M&A Hunter, 10 Deals and Counting, CPRX Joins the 2026 Takeout Wave

M&A Hunter, 10 Deals and Counting, CPRX Joins the 2026 Takeout Wave

Angelini Pharma announced this morning they are buying Catalyst Pharmaceuticals for $4.1 billion. Italian private pharma group, US rare disease commercial asset, $31.50 per share cash. That makes 10 announced biotech deals in 2026 so far, totaling $41.6 billion. The takeout tape is running hot.

But the CPRX deal has a wrinkle worth flagging.

The premium is too light, and the lawyers know it

$31.50 against a prior unaffected reference price near $26 works out to a 21 percent premium. Sounds fine on the surface. But Catalyst has $589 million in revenue and $296 million in EBITDA, so the enterprise value at deal price comes out to roughly 12 times EBITDA. Rare disease takeouts in 2024 and 2025 closed in the 20 to 25 times EBITDA range. This is well below the comp set.
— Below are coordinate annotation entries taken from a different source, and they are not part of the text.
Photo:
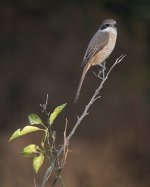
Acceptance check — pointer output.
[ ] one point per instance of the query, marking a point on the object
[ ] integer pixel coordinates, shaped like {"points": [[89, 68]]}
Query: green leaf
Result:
{"points": [[34, 119], [37, 162], [26, 130], [29, 150], [56, 112]]}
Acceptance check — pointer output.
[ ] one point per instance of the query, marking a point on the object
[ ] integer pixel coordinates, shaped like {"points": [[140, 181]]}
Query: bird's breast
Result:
{"points": [[103, 54]]}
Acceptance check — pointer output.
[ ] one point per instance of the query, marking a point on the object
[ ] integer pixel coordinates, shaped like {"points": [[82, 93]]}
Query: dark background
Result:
{"points": [[42, 44]]}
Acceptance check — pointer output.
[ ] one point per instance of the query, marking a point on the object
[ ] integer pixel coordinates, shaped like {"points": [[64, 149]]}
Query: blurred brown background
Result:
{"points": [[42, 44]]}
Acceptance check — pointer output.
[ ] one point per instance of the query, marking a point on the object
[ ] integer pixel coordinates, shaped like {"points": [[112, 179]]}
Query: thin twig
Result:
{"points": [[79, 119]]}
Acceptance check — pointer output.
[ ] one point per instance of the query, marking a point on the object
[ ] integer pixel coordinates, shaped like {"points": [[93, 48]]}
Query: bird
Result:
{"points": [[99, 49]]}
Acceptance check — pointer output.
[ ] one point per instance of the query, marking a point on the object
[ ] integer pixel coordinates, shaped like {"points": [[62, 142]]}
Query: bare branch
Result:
{"points": [[80, 118]]}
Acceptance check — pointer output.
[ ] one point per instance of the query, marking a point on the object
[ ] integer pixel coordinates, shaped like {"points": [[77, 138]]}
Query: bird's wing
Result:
{"points": [[97, 43]]}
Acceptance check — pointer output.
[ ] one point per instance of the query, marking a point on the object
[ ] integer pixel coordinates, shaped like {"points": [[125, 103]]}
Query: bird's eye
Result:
{"points": [[107, 25]]}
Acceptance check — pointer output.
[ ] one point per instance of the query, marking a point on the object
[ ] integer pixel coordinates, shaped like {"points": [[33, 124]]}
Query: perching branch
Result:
{"points": [[79, 119]]}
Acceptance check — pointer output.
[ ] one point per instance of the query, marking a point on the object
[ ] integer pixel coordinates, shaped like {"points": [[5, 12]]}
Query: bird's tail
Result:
{"points": [[86, 68]]}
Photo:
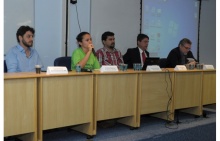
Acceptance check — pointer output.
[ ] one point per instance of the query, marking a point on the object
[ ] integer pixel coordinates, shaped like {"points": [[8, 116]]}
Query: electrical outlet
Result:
{"points": [[73, 1]]}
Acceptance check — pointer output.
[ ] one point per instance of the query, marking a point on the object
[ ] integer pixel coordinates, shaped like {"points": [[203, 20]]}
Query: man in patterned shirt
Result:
{"points": [[109, 55]]}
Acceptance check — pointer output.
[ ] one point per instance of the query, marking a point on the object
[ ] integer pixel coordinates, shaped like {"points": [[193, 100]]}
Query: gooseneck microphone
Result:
{"points": [[93, 51]]}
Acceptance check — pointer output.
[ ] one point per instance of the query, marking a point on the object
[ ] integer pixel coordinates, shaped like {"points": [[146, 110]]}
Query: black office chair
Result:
{"points": [[162, 62], [63, 61], [5, 67]]}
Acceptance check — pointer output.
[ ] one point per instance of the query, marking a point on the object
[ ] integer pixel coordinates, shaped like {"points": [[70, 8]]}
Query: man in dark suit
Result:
{"points": [[138, 54], [179, 55]]}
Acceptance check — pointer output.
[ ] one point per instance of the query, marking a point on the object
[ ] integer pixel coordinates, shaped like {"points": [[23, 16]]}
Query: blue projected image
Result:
{"points": [[166, 22]]}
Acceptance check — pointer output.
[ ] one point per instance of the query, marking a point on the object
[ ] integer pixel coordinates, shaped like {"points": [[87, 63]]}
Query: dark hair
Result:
{"points": [[79, 37], [184, 41], [140, 37], [106, 34], [22, 30]]}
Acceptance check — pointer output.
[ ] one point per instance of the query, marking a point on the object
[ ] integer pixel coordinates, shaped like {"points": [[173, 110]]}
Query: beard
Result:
{"points": [[112, 45], [27, 44]]}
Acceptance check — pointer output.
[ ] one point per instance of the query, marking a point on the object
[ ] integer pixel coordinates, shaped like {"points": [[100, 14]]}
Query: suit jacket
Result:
{"points": [[174, 58], [133, 56]]}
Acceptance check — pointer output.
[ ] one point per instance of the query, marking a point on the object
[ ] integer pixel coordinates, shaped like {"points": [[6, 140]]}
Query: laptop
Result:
{"points": [[151, 61]]}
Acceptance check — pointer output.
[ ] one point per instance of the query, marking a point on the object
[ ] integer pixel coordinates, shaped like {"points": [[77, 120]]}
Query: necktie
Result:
{"points": [[143, 57]]}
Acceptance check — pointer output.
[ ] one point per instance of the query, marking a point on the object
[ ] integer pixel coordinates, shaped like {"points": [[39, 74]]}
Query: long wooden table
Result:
{"points": [[65, 100], [155, 94], [37, 102], [116, 96]]}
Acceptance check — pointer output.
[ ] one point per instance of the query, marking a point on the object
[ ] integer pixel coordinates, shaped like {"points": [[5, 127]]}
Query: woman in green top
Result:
{"points": [[84, 55]]}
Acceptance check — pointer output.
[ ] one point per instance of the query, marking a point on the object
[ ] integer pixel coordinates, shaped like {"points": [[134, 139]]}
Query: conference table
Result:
{"points": [[34, 103], [20, 105]]}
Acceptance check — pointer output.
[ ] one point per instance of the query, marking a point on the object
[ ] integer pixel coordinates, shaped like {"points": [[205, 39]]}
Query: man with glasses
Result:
{"points": [[179, 55]]}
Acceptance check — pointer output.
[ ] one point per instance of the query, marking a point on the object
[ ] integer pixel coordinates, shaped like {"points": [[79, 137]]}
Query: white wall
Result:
{"points": [[119, 16], [207, 41]]}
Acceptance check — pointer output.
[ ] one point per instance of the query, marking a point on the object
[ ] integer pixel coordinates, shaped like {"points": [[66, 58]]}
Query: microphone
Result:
{"points": [[93, 51]]}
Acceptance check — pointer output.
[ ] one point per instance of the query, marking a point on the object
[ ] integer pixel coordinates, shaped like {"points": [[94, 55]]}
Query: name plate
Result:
{"points": [[106, 68], [57, 70], [180, 68], [153, 68], [208, 67]]}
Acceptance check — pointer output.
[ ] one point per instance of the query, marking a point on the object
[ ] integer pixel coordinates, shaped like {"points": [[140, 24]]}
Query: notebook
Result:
{"points": [[151, 61]]}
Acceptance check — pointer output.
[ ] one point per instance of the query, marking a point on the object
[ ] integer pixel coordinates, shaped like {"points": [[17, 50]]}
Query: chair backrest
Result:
{"points": [[63, 61], [5, 67], [162, 62]]}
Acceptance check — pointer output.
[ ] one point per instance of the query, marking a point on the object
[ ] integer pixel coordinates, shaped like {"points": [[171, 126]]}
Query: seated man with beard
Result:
{"points": [[22, 57], [109, 55]]}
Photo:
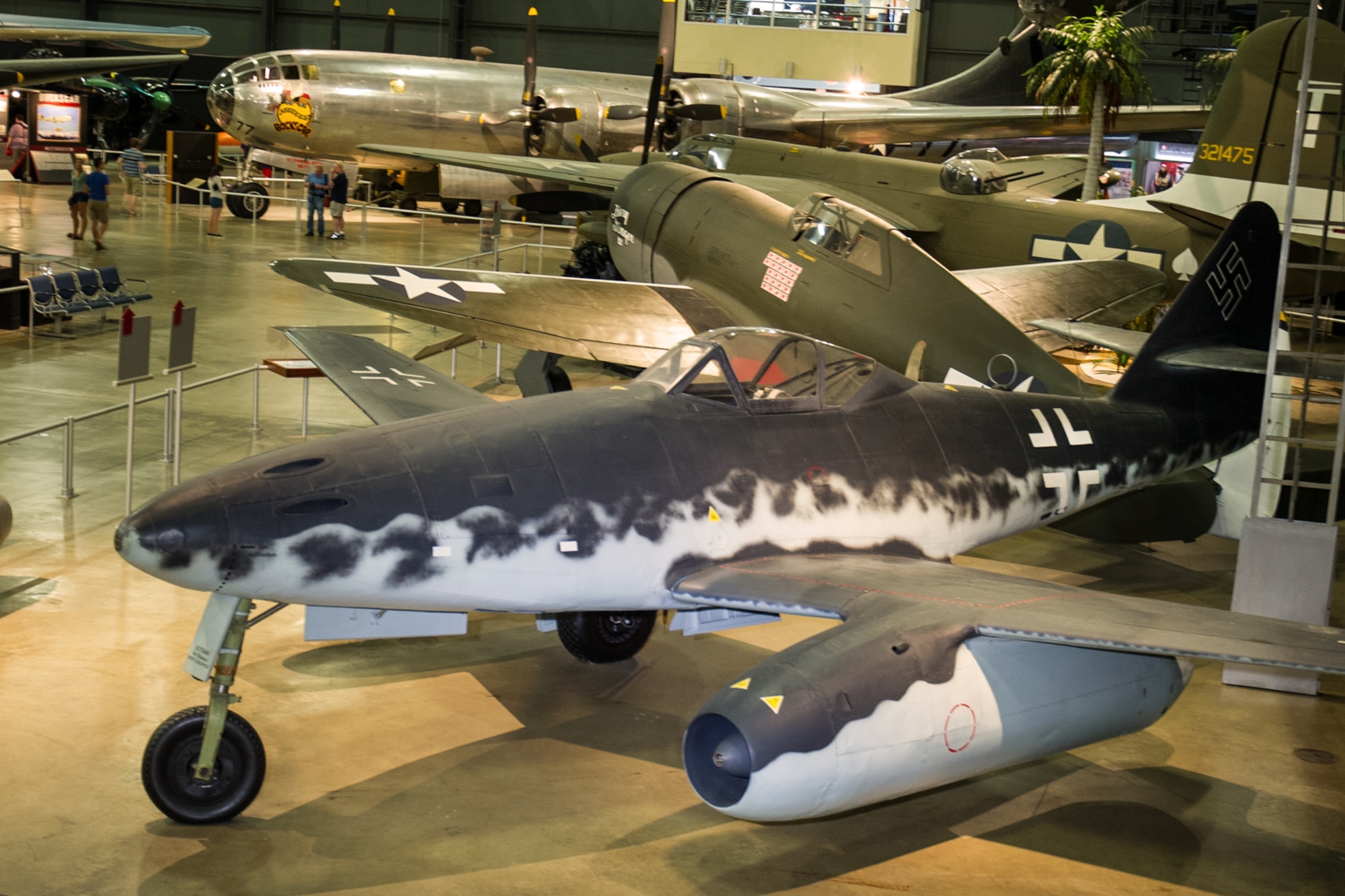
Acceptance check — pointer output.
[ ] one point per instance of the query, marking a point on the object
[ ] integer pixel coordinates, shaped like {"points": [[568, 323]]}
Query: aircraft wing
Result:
{"points": [[579, 174], [48, 29], [905, 594], [1106, 294], [915, 124], [619, 322], [384, 384], [30, 73]]}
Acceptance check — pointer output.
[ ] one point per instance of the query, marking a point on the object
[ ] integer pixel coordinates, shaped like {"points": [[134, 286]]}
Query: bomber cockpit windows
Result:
{"points": [[701, 155], [973, 177], [289, 69], [843, 229]]}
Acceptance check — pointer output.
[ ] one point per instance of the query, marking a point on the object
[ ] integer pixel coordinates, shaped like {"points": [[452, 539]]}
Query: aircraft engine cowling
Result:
{"points": [[603, 135], [870, 712], [640, 208]]}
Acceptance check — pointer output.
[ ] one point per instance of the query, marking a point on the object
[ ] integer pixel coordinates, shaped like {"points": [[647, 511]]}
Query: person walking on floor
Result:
{"points": [[18, 149], [132, 169], [216, 184], [79, 201], [99, 186], [319, 186], [341, 184]]}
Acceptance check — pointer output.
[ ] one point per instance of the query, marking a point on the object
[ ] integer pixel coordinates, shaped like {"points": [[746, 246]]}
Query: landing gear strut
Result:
{"points": [[206, 764], [605, 637]]}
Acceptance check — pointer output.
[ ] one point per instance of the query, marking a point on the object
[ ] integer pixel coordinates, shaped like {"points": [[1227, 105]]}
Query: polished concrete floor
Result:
{"points": [[494, 763]]}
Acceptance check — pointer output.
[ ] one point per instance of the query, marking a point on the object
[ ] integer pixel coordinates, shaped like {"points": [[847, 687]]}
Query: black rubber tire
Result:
{"points": [[606, 637], [247, 198], [167, 768]]}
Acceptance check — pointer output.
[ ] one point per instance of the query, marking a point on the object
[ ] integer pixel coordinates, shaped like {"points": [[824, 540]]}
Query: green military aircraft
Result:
{"points": [[983, 210]]}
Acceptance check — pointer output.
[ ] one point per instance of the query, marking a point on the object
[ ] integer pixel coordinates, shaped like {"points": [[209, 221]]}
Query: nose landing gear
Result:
{"points": [[206, 764]]}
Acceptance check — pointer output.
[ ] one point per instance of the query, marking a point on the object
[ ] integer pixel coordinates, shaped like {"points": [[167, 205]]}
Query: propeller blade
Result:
{"points": [[505, 116], [587, 151], [560, 115], [653, 110], [668, 41], [553, 202], [625, 114], [531, 58], [699, 112]]}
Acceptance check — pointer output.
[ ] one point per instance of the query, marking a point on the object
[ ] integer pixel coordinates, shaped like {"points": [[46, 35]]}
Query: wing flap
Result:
{"points": [[618, 322], [384, 384], [1104, 292], [906, 592]]}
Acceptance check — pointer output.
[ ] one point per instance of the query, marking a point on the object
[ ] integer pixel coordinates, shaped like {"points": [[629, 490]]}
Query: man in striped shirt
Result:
{"points": [[132, 167]]}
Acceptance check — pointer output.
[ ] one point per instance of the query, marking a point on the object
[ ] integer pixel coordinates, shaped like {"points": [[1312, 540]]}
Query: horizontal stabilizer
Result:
{"points": [[905, 594], [1128, 342], [384, 384], [1104, 292]]}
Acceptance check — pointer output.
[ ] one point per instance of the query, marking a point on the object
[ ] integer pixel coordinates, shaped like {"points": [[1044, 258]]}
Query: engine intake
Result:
{"points": [[870, 712]]}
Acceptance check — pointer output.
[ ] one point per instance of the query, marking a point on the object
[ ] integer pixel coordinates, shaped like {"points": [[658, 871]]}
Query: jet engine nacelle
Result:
{"points": [[602, 134], [866, 713]]}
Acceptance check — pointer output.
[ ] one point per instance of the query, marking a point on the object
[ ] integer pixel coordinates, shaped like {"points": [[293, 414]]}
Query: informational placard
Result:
{"points": [[181, 338], [134, 350], [59, 118]]}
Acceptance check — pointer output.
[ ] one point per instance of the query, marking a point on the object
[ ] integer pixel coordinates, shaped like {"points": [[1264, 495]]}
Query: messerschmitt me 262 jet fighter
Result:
{"points": [[748, 473]]}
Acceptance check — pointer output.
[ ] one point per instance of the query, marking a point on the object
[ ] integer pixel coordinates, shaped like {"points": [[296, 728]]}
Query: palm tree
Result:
{"points": [[1094, 72], [1218, 65]]}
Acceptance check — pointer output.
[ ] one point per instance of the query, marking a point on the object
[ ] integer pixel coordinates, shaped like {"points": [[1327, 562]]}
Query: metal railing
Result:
{"points": [[169, 396]]}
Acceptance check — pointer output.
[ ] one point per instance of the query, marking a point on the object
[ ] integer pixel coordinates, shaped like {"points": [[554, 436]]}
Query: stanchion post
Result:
{"points": [[256, 425], [169, 401], [68, 485]]}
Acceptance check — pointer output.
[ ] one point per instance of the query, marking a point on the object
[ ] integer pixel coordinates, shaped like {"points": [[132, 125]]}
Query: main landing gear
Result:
{"points": [[206, 764], [606, 637]]}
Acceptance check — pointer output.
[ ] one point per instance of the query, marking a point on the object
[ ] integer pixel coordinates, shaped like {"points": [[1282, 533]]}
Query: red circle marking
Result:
{"points": [[961, 724]]}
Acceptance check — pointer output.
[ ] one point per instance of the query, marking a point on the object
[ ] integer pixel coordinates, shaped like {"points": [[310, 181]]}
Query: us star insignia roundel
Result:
{"points": [[1094, 241]]}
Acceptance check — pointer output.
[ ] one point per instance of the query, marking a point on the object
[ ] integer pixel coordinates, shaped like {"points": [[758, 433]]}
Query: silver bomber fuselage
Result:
{"points": [[432, 103]]}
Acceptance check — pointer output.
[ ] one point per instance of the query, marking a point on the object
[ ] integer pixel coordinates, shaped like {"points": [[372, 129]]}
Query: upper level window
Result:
{"points": [[841, 229], [883, 17]]}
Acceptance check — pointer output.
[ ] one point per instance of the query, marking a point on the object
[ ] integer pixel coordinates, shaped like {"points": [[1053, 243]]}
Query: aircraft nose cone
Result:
{"points": [[170, 533]]}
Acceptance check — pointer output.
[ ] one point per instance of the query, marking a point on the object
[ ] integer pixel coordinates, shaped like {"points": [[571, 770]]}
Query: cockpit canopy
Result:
{"points": [[841, 229], [701, 153], [973, 177], [762, 370]]}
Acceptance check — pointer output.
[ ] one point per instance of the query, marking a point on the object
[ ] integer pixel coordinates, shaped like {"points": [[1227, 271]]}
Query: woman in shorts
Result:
{"points": [[216, 184], [79, 202]]}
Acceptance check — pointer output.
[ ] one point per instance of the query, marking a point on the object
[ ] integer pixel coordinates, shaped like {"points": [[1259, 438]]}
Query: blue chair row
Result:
{"points": [[85, 290]]}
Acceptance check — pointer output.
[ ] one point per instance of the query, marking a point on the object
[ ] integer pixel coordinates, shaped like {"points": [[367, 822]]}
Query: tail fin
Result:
{"points": [[1246, 146], [1206, 360]]}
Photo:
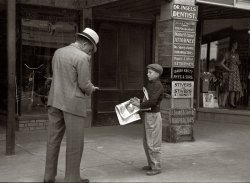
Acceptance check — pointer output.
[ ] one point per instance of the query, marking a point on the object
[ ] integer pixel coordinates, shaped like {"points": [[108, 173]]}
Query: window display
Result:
{"points": [[42, 31], [223, 67]]}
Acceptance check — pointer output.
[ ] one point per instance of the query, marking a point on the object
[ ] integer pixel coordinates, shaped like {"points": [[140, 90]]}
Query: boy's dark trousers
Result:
{"points": [[152, 139]]}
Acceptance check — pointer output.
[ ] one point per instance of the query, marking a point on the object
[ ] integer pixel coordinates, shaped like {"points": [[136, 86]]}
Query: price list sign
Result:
{"points": [[184, 28]]}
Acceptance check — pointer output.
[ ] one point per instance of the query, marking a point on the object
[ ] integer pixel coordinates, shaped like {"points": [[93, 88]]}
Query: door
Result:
{"points": [[119, 69]]}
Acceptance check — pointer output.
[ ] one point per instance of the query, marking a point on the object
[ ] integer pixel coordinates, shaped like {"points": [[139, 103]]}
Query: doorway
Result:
{"points": [[119, 67]]}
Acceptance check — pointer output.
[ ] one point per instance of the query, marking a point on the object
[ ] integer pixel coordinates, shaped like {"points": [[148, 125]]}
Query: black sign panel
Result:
{"points": [[166, 80], [183, 74]]}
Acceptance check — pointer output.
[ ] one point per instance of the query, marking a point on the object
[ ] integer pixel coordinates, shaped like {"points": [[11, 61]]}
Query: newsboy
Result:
{"points": [[152, 137], [67, 104]]}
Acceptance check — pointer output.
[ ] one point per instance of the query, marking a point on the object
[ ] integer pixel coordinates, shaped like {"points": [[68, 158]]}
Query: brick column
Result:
{"points": [[177, 32]]}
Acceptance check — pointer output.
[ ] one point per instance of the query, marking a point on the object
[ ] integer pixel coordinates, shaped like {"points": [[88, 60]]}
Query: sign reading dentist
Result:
{"points": [[184, 12]]}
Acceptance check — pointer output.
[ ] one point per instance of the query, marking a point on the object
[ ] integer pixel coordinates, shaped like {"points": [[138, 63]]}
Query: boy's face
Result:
{"points": [[152, 75]]}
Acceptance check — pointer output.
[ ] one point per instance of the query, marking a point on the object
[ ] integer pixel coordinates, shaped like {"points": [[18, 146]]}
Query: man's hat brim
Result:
{"points": [[89, 38]]}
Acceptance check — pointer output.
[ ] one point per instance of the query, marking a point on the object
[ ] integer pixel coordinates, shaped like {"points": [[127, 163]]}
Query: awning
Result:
{"points": [[241, 4]]}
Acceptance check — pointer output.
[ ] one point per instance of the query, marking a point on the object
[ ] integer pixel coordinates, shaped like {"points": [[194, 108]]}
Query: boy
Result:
{"points": [[152, 119]]}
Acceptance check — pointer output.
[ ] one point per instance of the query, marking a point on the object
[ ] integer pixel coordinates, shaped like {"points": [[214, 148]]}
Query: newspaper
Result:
{"points": [[127, 113]]}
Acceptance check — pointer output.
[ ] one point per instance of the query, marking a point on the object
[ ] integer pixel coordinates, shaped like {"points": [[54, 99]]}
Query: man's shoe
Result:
{"points": [[147, 168], [49, 181], [84, 180], [153, 172]]}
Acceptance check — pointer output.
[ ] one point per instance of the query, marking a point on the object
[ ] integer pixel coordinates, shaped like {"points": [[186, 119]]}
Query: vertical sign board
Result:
{"points": [[184, 35], [166, 80], [183, 74], [184, 28], [182, 89]]}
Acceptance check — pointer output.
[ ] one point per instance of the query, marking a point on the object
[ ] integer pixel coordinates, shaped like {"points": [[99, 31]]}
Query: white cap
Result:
{"points": [[91, 35]]}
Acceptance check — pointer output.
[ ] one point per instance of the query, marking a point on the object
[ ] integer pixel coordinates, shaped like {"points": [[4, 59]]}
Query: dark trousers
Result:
{"points": [[59, 122], [152, 139]]}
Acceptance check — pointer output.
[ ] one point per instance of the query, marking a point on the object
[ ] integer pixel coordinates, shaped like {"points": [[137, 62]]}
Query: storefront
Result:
{"points": [[222, 24], [188, 39]]}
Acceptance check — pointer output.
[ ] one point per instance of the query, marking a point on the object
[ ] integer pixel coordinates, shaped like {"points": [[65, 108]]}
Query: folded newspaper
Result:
{"points": [[128, 113]]}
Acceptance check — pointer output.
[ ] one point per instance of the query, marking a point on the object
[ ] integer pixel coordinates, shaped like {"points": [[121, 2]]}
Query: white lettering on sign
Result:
{"points": [[183, 64], [182, 89], [184, 12]]}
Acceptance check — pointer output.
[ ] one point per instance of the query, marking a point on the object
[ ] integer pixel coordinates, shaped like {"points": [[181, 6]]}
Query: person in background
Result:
{"points": [[152, 120], [67, 104], [234, 84], [223, 73]]}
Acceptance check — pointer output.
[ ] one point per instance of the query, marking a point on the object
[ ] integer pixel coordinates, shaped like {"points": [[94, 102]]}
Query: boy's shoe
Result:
{"points": [[49, 181], [84, 180], [146, 168], [153, 172]]}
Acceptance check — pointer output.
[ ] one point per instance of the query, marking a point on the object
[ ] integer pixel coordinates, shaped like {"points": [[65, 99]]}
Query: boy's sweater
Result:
{"points": [[155, 93]]}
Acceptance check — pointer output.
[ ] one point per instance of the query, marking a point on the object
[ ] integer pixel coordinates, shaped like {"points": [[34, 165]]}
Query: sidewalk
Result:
{"points": [[220, 153]]}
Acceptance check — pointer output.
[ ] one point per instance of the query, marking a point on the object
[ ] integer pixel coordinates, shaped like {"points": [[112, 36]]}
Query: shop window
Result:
{"points": [[42, 31], [216, 80]]}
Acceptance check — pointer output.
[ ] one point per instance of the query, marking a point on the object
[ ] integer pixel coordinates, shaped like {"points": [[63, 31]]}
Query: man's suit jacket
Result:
{"points": [[71, 80]]}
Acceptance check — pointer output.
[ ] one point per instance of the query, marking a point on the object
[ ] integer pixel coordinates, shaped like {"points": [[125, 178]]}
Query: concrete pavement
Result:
{"points": [[220, 153]]}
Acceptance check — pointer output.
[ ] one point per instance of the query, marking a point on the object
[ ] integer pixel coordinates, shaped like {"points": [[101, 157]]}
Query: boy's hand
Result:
{"points": [[135, 102], [96, 88]]}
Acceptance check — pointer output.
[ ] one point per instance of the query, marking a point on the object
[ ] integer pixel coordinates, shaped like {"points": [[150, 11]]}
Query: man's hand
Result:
{"points": [[95, 88], [135, 101]]}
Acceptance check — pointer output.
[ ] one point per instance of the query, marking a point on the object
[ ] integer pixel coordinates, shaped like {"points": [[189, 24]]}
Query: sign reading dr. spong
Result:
{"points": [[182, 89], [184, 12]]}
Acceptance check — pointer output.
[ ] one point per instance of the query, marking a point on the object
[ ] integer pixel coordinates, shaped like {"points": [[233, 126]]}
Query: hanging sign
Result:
{"points": [[184, 25], [183, 74], [183, 61], [218, 2], [184, 37], [185, 12], [182, 89]]}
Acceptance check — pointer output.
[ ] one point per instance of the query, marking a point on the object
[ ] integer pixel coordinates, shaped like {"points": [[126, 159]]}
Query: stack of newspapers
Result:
{"points": [[128, 113]]}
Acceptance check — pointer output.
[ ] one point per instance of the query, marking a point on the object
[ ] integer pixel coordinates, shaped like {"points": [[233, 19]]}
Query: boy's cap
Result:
{"points": [[156, 67]]}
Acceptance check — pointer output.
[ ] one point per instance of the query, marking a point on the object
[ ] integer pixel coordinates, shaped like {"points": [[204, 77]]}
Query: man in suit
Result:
{"points": [[67, 104]]}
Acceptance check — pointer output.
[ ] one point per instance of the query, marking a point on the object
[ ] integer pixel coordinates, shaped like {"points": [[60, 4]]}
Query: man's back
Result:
{"points": [[65, 93]]}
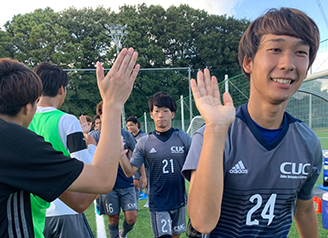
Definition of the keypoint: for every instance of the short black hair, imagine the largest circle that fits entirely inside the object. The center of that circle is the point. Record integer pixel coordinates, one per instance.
(162, 99)
(52, 77)
(19, 86)
(134, 120)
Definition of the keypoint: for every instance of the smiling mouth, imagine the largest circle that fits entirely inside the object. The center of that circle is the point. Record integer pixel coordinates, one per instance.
(283, 81)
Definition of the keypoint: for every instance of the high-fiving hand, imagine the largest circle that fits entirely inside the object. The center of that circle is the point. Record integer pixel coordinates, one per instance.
(117, 85)
(207, 97)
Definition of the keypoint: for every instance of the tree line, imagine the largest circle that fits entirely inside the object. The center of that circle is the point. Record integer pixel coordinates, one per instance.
(78, 38)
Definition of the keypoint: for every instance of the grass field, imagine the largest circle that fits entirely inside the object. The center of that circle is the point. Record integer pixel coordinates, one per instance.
(142, 228)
Within hours of the announcement, Ademi LLP and Halper Sadeh LLC both filed shareholder fair-price investigations. These investigations always show up on takeouts, but they show up faster and louder when the premium looks soft. That is exactly what we are seeing here.

Hold this one for a topper, not the deal close

This is the part to focus on. When a US rare disease commercial asset gets taken out at 12 times EBITDA by a foreign private buyer, two things usually happen next. Either a topping bid shows up from a Sanofi, Jazz, Ipsen, Recordati, or Chiesi who can pay 15 percent more and still get a strategic asset cheap. Or the board gets pushed via shareholder pressure to negotiate a sweetened bid before close.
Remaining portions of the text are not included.